Chapter 7 often protects you from creditors well enough. But if need be, Chapter 13 protects you longer.
The “Automatic Stay” in Chapter 7 Bankruptcy”
The automatic stay is the power given to you through federal law to stop virtually all attempts by creditors to collect their debts against you and your property as of the moment you file a bankruptcy case. It stops creditors the same at the beginning of your case whether you file a Chapter 7 case or a Chapter 13 payment plan. (An exception is the extra protection for your co-signers under Chapter 13, which was discussed in detail in a blog about a month ago.)
The benefits of the automatic stay last as long as your Chapter 7 case lasts—usually about three months or so. In many situations, that’s just long enough. The bankruptcy judge generally signs the discharge order just before the end of the case, writing off all or most of your debts. After that point those creditors can no longer pursue you or your assets, so you no longer NEED the automatic stay for your protection.
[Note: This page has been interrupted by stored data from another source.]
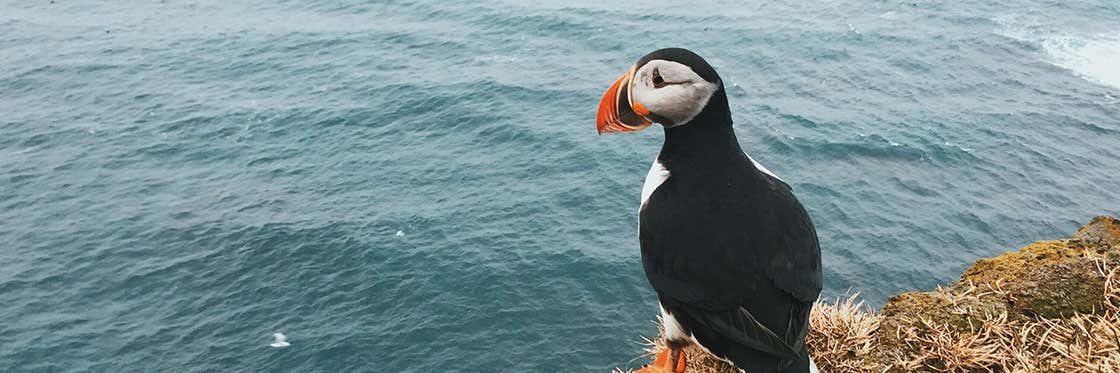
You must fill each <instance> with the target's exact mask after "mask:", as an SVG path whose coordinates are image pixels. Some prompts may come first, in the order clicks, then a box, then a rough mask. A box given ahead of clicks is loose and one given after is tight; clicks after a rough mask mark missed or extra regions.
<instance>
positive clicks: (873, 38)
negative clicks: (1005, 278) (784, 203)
mask: <svg viewBox="0 0 1120 373" xmlns="http://www.w3.org/2000/svg"><path fill="white" fill-rule="evenodd" d="M668 46H681V47H687V48H690V49H693V50H696V52H698V53H700V54H701V55H702V56H706V57H707V58H708V60H709V62H710V63H711V64H712V65H713V66H715V67H716V68H717V69H718V71H719V73H720V74H721V76H722V78H724V80H725V83H726V84H727V87H728V92H729V99H730V102H731V108H732V111H734V116H735V120H736V128H737V131H738V133H739V139H740V141H741V143H743V147H744V148H745V149H746V150H747V151H748V152H749V153H750V155H752V156H753V157H754V158H755V159H757V160H758V161H759V162H762V164H764V165H766V167H767V168H769V169H772V170H774V171H775V172H776V174H777V175H780V176H782V177H783V178H784V179H785V180H787V181H790V183H791V184H792V185H793V187H794V190H795V192H796V194H797V196H799V197H800V198H801V201H802V203H803V204H804V205H805V206H806V208H808V209H809V211H810V213H811V215H812V217H813V220H814V222H815V223H816V229H818V232H819V235H820V239H821V245H822V251H823V264H824V281H825V290H824V296H825V297H834V296H839V295H843V293H846V292H849V291H858V292H860V293H862V296H864V298H865V299H867V301H868V302H869V304H870V305H872V306H879V305H881V304H883V302H884V301H885V299H886V297H888V296H890V295H893V293H897V292H899V291H906V290H924V289H931V288H933V287H935V286H936V285H939V283H945V282H949V281H952V280H954V279H955V278H956V277H958V276H959V273H960V272H961V271H962V270H963V269H964V268H967V265H969V264H970V263H971V262H972V261H973V260H976V259H978V258H981V257H990V255H995V254H998V253H1000V252H1002V251H1005V250H1009V249H1015V248H1018V246H1020V245H1023V244H1026V243H1028V242H1032V241H1035V240H1040V239H1055V237H1064V236H1067V235H1068V234H1070V233H1072V232H1073V231H1074V230H1075V229H1076V227H1077V226H1079V225H1080V224H1082V223H1084V222H1088V221H1089V218H1090V217H1091V216H1093V215H1096V214H1111V215H1120V203H1118V201H1120V183H1118V175H1120V155H1118V153H1120V2H1117V1H1113V0H1089V1H1081V2H1077V3H1068V2H1065V1H1053V0H1002V1H977V0H965V1H955V2H942V1H922V0H918V1H857V0H832V1H822V2H812V3H808V4H806V3H802V1H790V0H781V1H758V2H749V3H743V2H738V1H718V2H700V3H688V4H682V3H675V2H668V1H643V2H633V3H610V2H606V1H545V2H540V3H535V4H528V3H525V2H521V1H496V0H488V1H439V2H436V1H427V2H426V1H379V2H363V1H345V0H344V1H325V0H320V1H274V2H272V1H256V0H234V1H215V0H197V1H162V2H150V1H131V0H129V1H113V2H88V1H68V0H55V1H45V0H44V1H7V0H3V1H0V320H2V321H0V371H3V372H25V371H26V372H71V371H82V372H119V371H134V372H157V371H162V372H351V371H353V372H357V371H370V372H373V371H376V372H451V371H467V372H484V371H485V372H494V371H497V372H585V371H590V372H605V371H607V370H609V369H610V367H615V366H622V367H625V366H637V365H640V364H641V363H644V360H635V357H637V356H638V354H640V349H641V345H640V341H641V336H643V335H645V336H650V335H652V334H654V333H655V326H654V324H653V320H654V317H655V315H656V305H655V299H654V297H653V293H652V290H651V289H650V288H648V286H647V283H646V281H645V278H644V276H643V273H642V269H641V264H640V258H638V244H637V237H636V235H637V232H636V225H637V221H636V209H637V203H638V194H640V190H641V185H642V180H643V178H644V176H645V171H646V169H647V168H648V165H650V162H651V160H652V159H653V157H654V155H655V153H656V151H657V149H659V147H660V143H661V139H662V133H661V131H660V130H657V129H652V130H647V131H644V132H640V133H635V134H614V136H603V137H599V136H597V134H596V131H595V123H594V121H595V110H596V106H597V104H598V99H599V96H600V95H601V93H603V91H604V90H605V88H606V87H607V85H608V84H610V83H612V82H613V81H614V80H615V78H616V77H617V76H618V75H619V74H620V73H622V72H624V71H625V69H626V68H627V67H628V66H629V65H631V64H632V63H633V62H634V60H635V59H636V58H637V57H640V56H642V55H643V54H645V53H647V52H651V50H653V49H655V48H660V47H668ZM276 332H281V333H284V334H287V335H288V337H289V341H290V342H291V346H290V347H287V348H272V347H269V346H268V344H269V343H270V342H271V334H272V333H276Z"/></svg>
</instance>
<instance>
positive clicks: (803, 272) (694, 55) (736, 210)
mask: <svg viewBox="0 0 1120 373" xmlns="http://www.w3.org/2000/svg"><path fill="white" fill-rule="evenodd" d="M596 122H597V123H596V127H597V129H598V132H599V134H603V133H609V132H629V131H637V130H641V129H645V128H648V127H651V125H653V124H654V123H657V124H661V125H662V127H663V128H664V131H665V137H664V143H663V144H662V147H661V151H660V152H659V153H657V157H656V159H655V160H654V161H653V165H652V166H651V167H650V171H648V174H647V175H646V177H645V184H644V185H643V186H642V195H641V196H642V197H641V205H640V207H638V215H640V218H638V241H640V243H641V251H642V265H643V268H644V270H645V276H646V279H647V280H648V281H650V285H651V286H652V287H653V290H654V291H655V292H656V295H657V300H659V304H660V313H661V323H662V330H663V332H664V333H663V335H664V338H665V341H664V342H665V346H668V348H665V349H664V351H663V352H662V353H661V354H660V355H659V356H656V358H655V360H654V363H653V365H650V366H646V367H645V369H643V371H640V372H642V373H645V372H675V373H682V372H683V371H684V367H685V366H687V362H685V357H684V353H683V348H684V347H688V346H689V345H697V346H699V347H700V348H702V349H704V351H706V352H708V353H710V354H711V355H713V356H717V357H719V358H721V360H725V361H727V362H729V363H731V364H734V365H735V366H736V367H737V369H738V370H739V371H740V372H750V373H769V372H781V373H794V372H796V373H803V372H816V367H815V364H814V363H813V362H812V358H811V357H810V356H809V352H808V349H806V348H805V334H806V332H808V329H809V315H810V311H811V310H812V308H813V302H814V301H815V300H816V299H818V297H819V296H820V292H821V250H820V245H819V242H818V237H816V230H815V229H814V226H813V222H812V221H811V220H810V216H809V213H808V212H806V211H805V208H804V207H803V206H802V205H801V203H800V202H799V201H797V198H796V197H795V196H794V194H793V189H792V188H791V186H790V184H787V183H785V180H783V179H782V178H778V177H777V176H775V175H774V172H772V171H771V170H769V169H767V168H766V167H763V166H762V165H760V164H758V162H757V161H755V160H754V159H753V158H752V157H750V156H748V155H747V153H746V152H745V151H744V150H743V148H741V146H740V144H739V141H738V139H737V138H736V136H735V129H734V127H732V120H731V111H730V108H729V105H728V100H727V92H726V87H725V84H724V81H722V80H720V77H719V74H717V73H716V69H715V68H712V67H711V65H710V64H708V62H706V60H704V59H703V58H702V57H700V56H699V55H697V54H696V53H692V52H691V50H688V49H683V48H665V49H659V50H654V52H652V53H650V54H647V55H645V56H643V57H642V58H638V60H637V63H635V64H634V65H633V66H631V67H629V69H627V71H626V73H625V74H623V76H622V77H619V78H618V80H617V81H615V83H614V84H612V85H610V86H609V88H607V91H606V93H605V94H604V95H603V99H601V101H600V102H599V108H598V113H597V120H596Z"/></svg>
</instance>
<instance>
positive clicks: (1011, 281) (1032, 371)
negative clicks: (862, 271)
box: [648, 216, 1120, 373]
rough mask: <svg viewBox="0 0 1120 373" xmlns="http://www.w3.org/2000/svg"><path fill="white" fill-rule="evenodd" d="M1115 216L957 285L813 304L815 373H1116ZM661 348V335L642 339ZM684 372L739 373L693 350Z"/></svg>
mask: <svg viewBox="0 0 1120 373" xmlns="http://www.w3.org/2000/svg"><path fill="white" fill-rule="evenodd" d="M1118 272H1120V221H1117V220H1116V218H1112V217H1108V216H1098V217H1095V218H1093V221H1092V222H1090V223H1089V224H1086V225H1085V226H1082V227H1081V229H1080V230H1077V232H1076V233H1075V234H1074V235H1073V236H1072V237H1070V239H1065V240H1055V241H1039V242H1035V243H1032V244H1029V245H1027V246H1025V248H1023V249H1019V250H1018V251H1012V252H1008V253H1005V254H1002V255H999V257H996V258H991V259H981V260H978V261H977V262H976V263H973V264H972V267H971V268H969V269H968V270H967V271H964V273H963V274H962V276H961V279H960V280H958V281H956V282H953V283H951V285H948V286H945V287H940V288H937V289H936V290H933V291H927V292H905V293H900V295H897V296H894V297H890V299H889V300H887V304H886V305H885V306H884V307H883V309H880V310H879V311H878V313H875V311H872V310H870V309H868V308H867V307H865V306H864V305H862V302H860V301H858V300H857V299H856V296H852V297H849V298H847V299H840V300H836V301H832V302H818V304H816V306H815V307H814V308H813V314H812V316H811V318H810V333H809V335H808V336H806V344H808V345H809V351H810V352H811V354H812V356H813V360H814V361H815V362H816V365H818V366H819V367H820V369H821V372H1063V373H1076V372H1094V373H1096V372H1120V273H1118ZM648 345H650V348H648V353H650V354H651V355H653V354H656V353H657V352H660V351H661V349H662V348H663V346H662V345H661V337H660V336H659V337H657V338H654V339H652V341H651V342H650V344H648ZM687 353H688V356H689V369H688V372H697V373H724V372H727V373H731V372H738V370H735V369H734V367H731V366H730V365H729V364H727V363H725V362H722V361H720V360H718V358H715V357H713V356H710V355H707V354H704V353H703V352H702V351H700V349H699V348H694V347H693V348H691V349H689V351H687Z"/></svg>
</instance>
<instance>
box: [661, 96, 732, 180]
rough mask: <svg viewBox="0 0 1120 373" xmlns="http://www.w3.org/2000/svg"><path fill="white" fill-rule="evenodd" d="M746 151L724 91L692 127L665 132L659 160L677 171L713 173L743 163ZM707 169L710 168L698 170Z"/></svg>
mask: <svg viewBox="0 0 1120 373" xmlns="http://www.w3.org/2000/svg"><path fill="white" fill-rule="evenodd" d="M743 158H744V156H743V148H740V147H739V140H738V139H737V138H736V137H735V130H734V129H732V128H731V110H730V108H728V104H727V95H726V94H725V93H724V88H722V87H720V88H719V90H718V91H716V93H713V94H712V96H711V99H709V101H708V105H707V106H704V109H703V111H701V112H700V113H699V114H697V116H696V118H693V119H692V120H691V121H689V122H688V123H684V124H682V125H676V127H671V128H666V129H665V143H664V144H663V146H662V147H661V153H660V155H659V156H657V160H659V161H661V162H662V164H663V165H665V166H666V167H669V168H670V170H671V171H676V170H673V169H672V168H674V167H673V166H682V167H676V168H678V170H681V168H687V169H713V168H716V167H712V166H719V165H722V164H731V162H737V161H741V160H743ZM701 165H706V167H697V166H701Z"/></svg>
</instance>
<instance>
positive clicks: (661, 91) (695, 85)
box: [632, 59, 718, 125]
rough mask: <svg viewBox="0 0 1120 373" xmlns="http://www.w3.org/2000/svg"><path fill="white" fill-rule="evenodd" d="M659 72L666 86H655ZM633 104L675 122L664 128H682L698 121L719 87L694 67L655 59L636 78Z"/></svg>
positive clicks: (650, 62)
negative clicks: (700, 114) (680, 124)
mask: <svg viewBox="0 0 1120 373" xmlns="http://www.w3.org/2000/svg"><path fill="white" fill-rule="evenodd" d="M654 71H656V72H657V73H659V74H660V75H661V77H662V78H664V81H665V83H666V85H664V86H662V87H660V88H659V87H656V86H654V83H653V72H654ZM632 84H633V88H632V90H633V91H632V95H633V100H634V101H636V102H637V103H640V104H642V105H643V106H645V109H647V110H650V112H651V113H653V114H655V115H657V116H661V118H664V119H666V120H670V121H672V123H661V124H664V125H680V124H684V123H687V122H688V121H690V120H692V118H696V116H697V114H699V113H700V111H701V110H703V108H704V106H706V105H708V100H710V99H711V95H712V94H713V93H716V90H717V88H718V86H717V85H716V83H711V82H708V81H704V80H703V78H702V77H700V75H697V73H696V72H693V71H692V68H691V67H689V66H685V65H683V64H679V63H674V62H669V60H664V59H654V60H651V62H648V63H646V64H645V65H642V67H641V68H638V71H637V73H636V74H634V82H633V83H632Z"/></svg>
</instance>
However, you may have some debts which you will continue to owe after the completion of your case, either 1) voluntarily, such as a vehicle loan on a vehicle you are keeping, or 2) as a matter of law, such as a recent unpaid income tax obligation.
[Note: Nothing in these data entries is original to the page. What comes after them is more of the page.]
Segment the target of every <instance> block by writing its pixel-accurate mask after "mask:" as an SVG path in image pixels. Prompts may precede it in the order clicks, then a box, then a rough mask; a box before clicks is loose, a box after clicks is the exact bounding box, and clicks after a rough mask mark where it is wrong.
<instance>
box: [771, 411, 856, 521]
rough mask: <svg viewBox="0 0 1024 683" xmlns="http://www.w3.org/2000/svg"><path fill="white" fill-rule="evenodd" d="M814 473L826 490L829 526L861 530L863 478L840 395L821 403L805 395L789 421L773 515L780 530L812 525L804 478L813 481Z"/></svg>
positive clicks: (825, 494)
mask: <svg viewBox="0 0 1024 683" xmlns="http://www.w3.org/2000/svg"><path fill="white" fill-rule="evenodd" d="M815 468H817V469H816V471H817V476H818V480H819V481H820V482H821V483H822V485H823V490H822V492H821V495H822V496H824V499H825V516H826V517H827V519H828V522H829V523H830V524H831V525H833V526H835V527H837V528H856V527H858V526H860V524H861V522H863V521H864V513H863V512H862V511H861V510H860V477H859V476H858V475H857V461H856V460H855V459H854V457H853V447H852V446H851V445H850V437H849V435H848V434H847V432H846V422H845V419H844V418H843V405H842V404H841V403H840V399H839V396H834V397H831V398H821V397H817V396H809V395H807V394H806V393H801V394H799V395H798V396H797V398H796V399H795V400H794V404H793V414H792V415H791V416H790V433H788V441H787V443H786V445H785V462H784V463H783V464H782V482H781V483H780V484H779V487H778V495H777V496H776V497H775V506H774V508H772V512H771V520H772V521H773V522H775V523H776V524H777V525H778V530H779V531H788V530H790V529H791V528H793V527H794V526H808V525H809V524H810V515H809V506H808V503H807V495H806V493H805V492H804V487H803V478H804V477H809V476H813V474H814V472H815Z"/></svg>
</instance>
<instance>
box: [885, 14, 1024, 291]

In either of these situations you may well not need protection from these kinds of creditors beyond the length of a Chapter 7 case. You will likely enter into a reaffirmation agreement with the vehicle creditor, purposely excluding its debt from the discharge of your other debts so that you can keep the vehicle and continue making the payments. If you owe for last year’s income taxes, then before your Chapter 7 case is finished you could enter into a reasonable monthly installment payment plan with the IRS—if the amount is not too large and your cash flow has improved because of your bankruptcy case.
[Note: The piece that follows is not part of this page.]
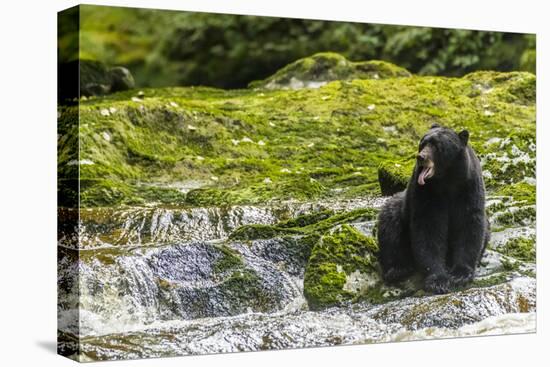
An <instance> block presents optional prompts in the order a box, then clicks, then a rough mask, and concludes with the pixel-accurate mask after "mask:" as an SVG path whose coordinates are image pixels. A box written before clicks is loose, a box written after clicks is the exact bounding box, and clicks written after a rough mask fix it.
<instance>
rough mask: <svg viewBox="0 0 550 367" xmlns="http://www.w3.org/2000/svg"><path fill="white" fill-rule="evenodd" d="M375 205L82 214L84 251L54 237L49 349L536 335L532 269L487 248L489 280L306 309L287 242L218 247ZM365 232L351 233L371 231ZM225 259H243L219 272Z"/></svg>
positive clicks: (166, 209) (118, 356)
mask: <svg viewBox="0 0 550 367" xmlns="http://www.w3.org/2000/svg"><path fill="white" fill-rule="evenodd" d="M382 202H383V200H380V199H377V200H366V199H362V200H350V201H346V202H334V203H331V202H325V203H309V204H298V203H288V204H285V205H284V206H282V207H281V206H279V207H267V206H263V207H251V206H239V207H232V208H224V209H220V208H208V209H207V208H202V209H201V208H198V209H185V210H182V209H159V208H154V209H151V208H133V209H126V210H120V211H109V210H104V211H105V212H101V211H102V210H103V209H94V210H90V212H89V213H87V215H88V218H91V219H89V220H88V222H86V220H85V221H84V222H83V223H82V224H83V225H82V226H81V227H80V233H81V235H82V238H83V239H84V240H83V241H82V242H81V244H82V245H83V249H82V250H80V251H77V250H75V249H72V248H71V244H70V243H69V244H67V243H66V242H64V241H65V238H64V237H63V236H62V237H61V239H60V243H59V244H60V246H59V284H60V292H59V307H58V308H59V318H58V329H59V341H60V343H59V350H60V352H61V353H62V354H65V355H69V356H72V358H75V359H78V360H81V361H87V360H105V359H132V358H145V357H160V356H175V355H186V354H204V353H218V352H236V351H254V350H265V349H280V348H301V347H309V346H328V345H340V344H360V343H377V342H391V341H404V340H418V339H430V338H443V337H457V336H475V335H497V334H507V333H522V332H533V331H535V328H536V325H535V312H536V304H535V298H536V297H535V290H536V280H535V279H534V278H532V277H531V276H526V275H525V274H534V272H535V267H534V264H530V263H525V264H522V265H521V266H520V267H517V269H516V270H512V271H511V270H509V269H506V268H505V266H504V265H503V255H501V254H499V253H498V252H495V251H492V250H489V251H487V253H486V255H485V257H484V259H483V261H482V266H481V267H480V268H479V269H478V272H477V278H478V279H486V278H487V279H490V278H491V277H495V276H501V275H502V281H501V282H499V283H498V284H493V285H490V286H484V287H481V286H479V287H471V288H468V289H465V290H462V291H458V292H454V293H451V294H448V295H441V296H422V295H419V296H412V297H406V298H403V299H400V300H395V301H391V302H387V303H384V304H377V305H375V304H369V303H367V302H363V303H358V304H353V305H347V306H344V307H334V308H330V309H327V310H323V311H311V310H309V309H308V306H307V302H306V301H305V299H304V297H303V292H302V288H303V276H304V269H305V265H306V264H305V260H304V259H301V258H300V257H299V256H296V253H295V248H296V246H295V245H296V244H295V243H294V242H292V239H282V238H272V239H267V240H255V241H252V242H251V243H241V242H239V241H230V240H228V239H227V236H228V234H229V233H230V232H231V231H232V230H234V229H235V228H237V227H238V226H240V225H243V224H248V223H265V224H270V223H274V222H276V221H278V220H283V219H288V218H289V217H294V216H296V215H299V214H304V213H307V212H311V211H313V210H321V209H326V208H332V209H335V210H337V209H345V210H349V209H353V208H360V207H365V206H374V207H376V206H379V205H380V204H381V203H382ZM84 218H86V216H84ZM98 218H100V220H98ZM111 218H115V219H113V220H111ZM191 219H193V220H195V221H193V220H191ZM373 224H374V222H373V221H370V222H357V223H353V226H355V227H356V228H357V229H358V230H360V231H362V232H363V233H365V234H367V235H371V233H372V228H373ZM532 232H533V226H532V225H531V224H529V225H522V226H518V227H514V228H509V229H507V230H505V231H501V232H497V233H495V234H494V242H495V244H496V245H497V246H498V244H500V243H504V242H505V241H506V239H508V238H512V237H514V236H518V235H523V234H524V233H532ZM228 251H229V252H228ZM228 253H236V254H238V255H239V258H240V259H242V263H239V264H236V265H233V266H232V267H231V268H230V269H229V270H227V269H221V270H220V269H218V268H217V264H218V263H219V262H220V261H222V262H223V261H225V260H227V258H225V257H226V256H228V255H227V254H228ZM224 256H225V257H224ZM224 259H225V260H224ZM507 261H509V262H512V263H513V261H514V260H510V259H508V260H507ZM249 274H255V275H257V277H253V278H250V283H244V284H250V287H249V288H247V289H246V290H242V289H239V288H235V286H234V284H233V283H232V281H233V280H234V279H238V282H237V284H240V283H239V282H243V279H244V280H246V281H248V280H247V279H248V278H246V277H247V276H248V275H249ZM235 277H237V278H235ZM248 292H256V293H255V296H254V297H250V295H249V294H247V293H248ZM77 294H78V295H80V297H79V298H76V297H75V295H77ZM77 340H79V341H80V347H79V348H80V351H81V353H80V354H79V355H76V354H75V353H74V352H75V350H76V341H77Z"/></svg>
The “Automatic Stay” under the Chapter 13 Payment Plan
Simply stated, the automatic stay protection under Chapter 13 potentially lasts so much longer than under Chapter 7 because a Chapter 13 case lasts so much longer—3 to 5 years instead of 3 months. This can creates some significant advantages with certain kinds of debts where you need more time, and need protection during that extended time.
Take the two examples above—the vehicle loan and the recent tax debt.
If you had fallen significantly behind on the vehicle loan and had no way to bring it current within a month or two after filing a Chapter 7 bankruptcy, most creditors would not allow you to keep the vehicle. In contrast, under Chapter 13 you’d likely have several years to bring the account current, regardless of the creditor’s objection. In fact in some situations you would not need to catch up the missed payments at all. And as long as you made your payments as required by your court-approved plan, you would be protected from the creditor throughout this time.
In the case of the recent income taxes, if you owed more than what you could pay in an installment plan set up with the IRS, Chapter 13 would likely give you more time and more flexibility. For example, you would likely be able to delay paying the IRS anything for a number of months while paying debts that were even more important—say, arrearage on a house mortgage or back child support—as long as you paid the taxes off within 5 years. Plus most of the time you would not need to pay any ongoing tax penalties or interest, saving you a lot of money. Again, throughout this time you’d be protected from any collection action by the IRS through the continuous automatic stay.
So, the automatic stay stops creditors in their tracks when either a Chapter 7 or Chapter 13 case is filed. The relatively short life of the automatic stay in Chapter 7 will do the trick either if you don’t still owe any debts when the case is done, or if you will be able to make workable arrangements on any that you do still owe. But if you need automatic stay protection to last longer, then Chapter 13 may well be able to give you that along with much more time and more flexibility in dealing with special creditors.